Comment 1 Yaniv Kaul 2017-02-13 19:24:09 UTC
Marcus - is this hosted engine or regular engine installation?
Can you provide engine, apache and DWH logs? 
Can you see in 'top' what seems to consume most of the CPU usage?
(We've also made various improvements in 4.1, I wonder how it'll look like with 4.1).

Comment 2 Yaniv Lavi 2017-02-26 12:27:32 UTC
I'm closing as there is no reply for 2 weeks.
Please reopen if you can provide the needed info.

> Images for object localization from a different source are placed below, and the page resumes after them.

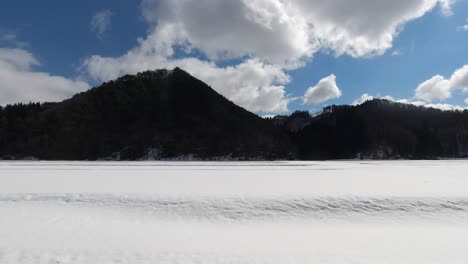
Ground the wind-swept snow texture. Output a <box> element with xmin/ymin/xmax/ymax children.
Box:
<box><xmin>1</xmin><ymin>161</ymin><xmax>468</xmax><ymax>263</ymax></box>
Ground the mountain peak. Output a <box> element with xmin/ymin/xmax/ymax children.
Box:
<box><xmin>111</xmin><ymin>67</ymin><xmax>195</xmax><ymax>85</ymax></box>
<box><xmin>0</xmin><ymin>69</ymin><xmax>292</xmax><ymax>160</ymax></box>
<box><xmin>172</xmin><ymin>66</ymin><xmax>184</xmax><ymax>73</ymax></box>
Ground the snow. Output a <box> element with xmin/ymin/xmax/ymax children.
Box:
<box><xmin>1</xmin><ymin>161</ymin><xmax>468</xmax><ymax>263</ymax></box>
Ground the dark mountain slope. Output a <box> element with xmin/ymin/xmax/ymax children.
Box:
<box><xmin>0</xmin><ymin>68</ymin><xmax>295</xmax><ymax>160</ymax></box>
<box><xmin>3</xmin><ymin>70</ymin><xmax>468</xmax><ymax>161</ymax></box>
<box><xmin>291</xmin><ymin>99</ymin><xmax>468</xmax><ymax>159</ymax></box>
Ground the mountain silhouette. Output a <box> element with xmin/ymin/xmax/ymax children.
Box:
<box><xmin>287</xmin><ymin>99</ymin><xmax>468</xmax><ymax>159</ymax></box>
<box><xmin>2</xmin><ymin>69</ymin><xmax>468</xmax><ymax>160</ymax></box>
<box><xmin>0</xmin><ymin>68</ymin><xmax>294</xmax><ymax>160</ymax></box>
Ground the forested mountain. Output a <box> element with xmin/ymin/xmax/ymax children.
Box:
<box><xmin>282</xmin><ymin>100</ymin><xmax>468</xmax><ymax>159</ymax></box>
<box><xmin>1</xmin><ymin>68</ymin><xmax>468</xmax><ymax>160</ymax></box>
<box><xmin>0</xmin><ymin>68</ymin><xmax>294</xmax><ymax>160</ymax></box>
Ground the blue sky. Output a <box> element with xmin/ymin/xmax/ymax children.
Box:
<box><xmin>289</xmin><ymin>6</ymin><xmax>468</xmax><ymax>112</ymax></box>
<box><xmin>0</xmin><ymin>0</ymin><xmax>467</xmax><ymax>114</ymax></box>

Comment 3 Marcus Sundberg 2017-03-27 11:57:03 UTC
This was a regular engine installation.

I managed to cut the IO load in half by modifying the postgresql config
from the EL7 defaults: 
-shared_buffers = 32MB			# min 128kB
+shared_buffers = 2048MB			# min 128kB
IO load was then still IMHO a bit high.

The high CPU usage introduced in 4.0.6 then resolved itself after a reboot,
while still running 4.0.6.

Then about a month ago I replaced the hardware of the engine with
a Dell PowerEdge R610 with battery backed RAID, and that reduced
average IO wait time of the system to about 1.8% which I consider
fine, even though it is twice as much as the IO load were on
oVirt 3.6 on worse hardware.

(Also upgraded the new engine to 4.1.1 a few days ago, and both IO
and CPU load remained consistent).

Thus closing this as WORKSFORME now.

Comment 4 Roy Golan 2017-03-27 19:35:51 UTC
(In reply to Marcus Sundberg from comment #3)
> This was a regular engine installation.
> 
> I managed to cut the IO load in half by modifying the postgresql config
> from the EL7 defaults: 
> -shared_buffers = 32MB			# min 128kB
> +shared_buffers = 2048MB			# min 128kB
> IO load was then still IMHO a bit high.

- what was the iowait before and after that change? 
- how much shared mem does pg take now? I'm suggesting that 2048 is just way high and that 512Mb can work just as well.
- how much physycal mem this machine has?

PG recommends setting this between 25%-40% of the machine mem, depends on the workload.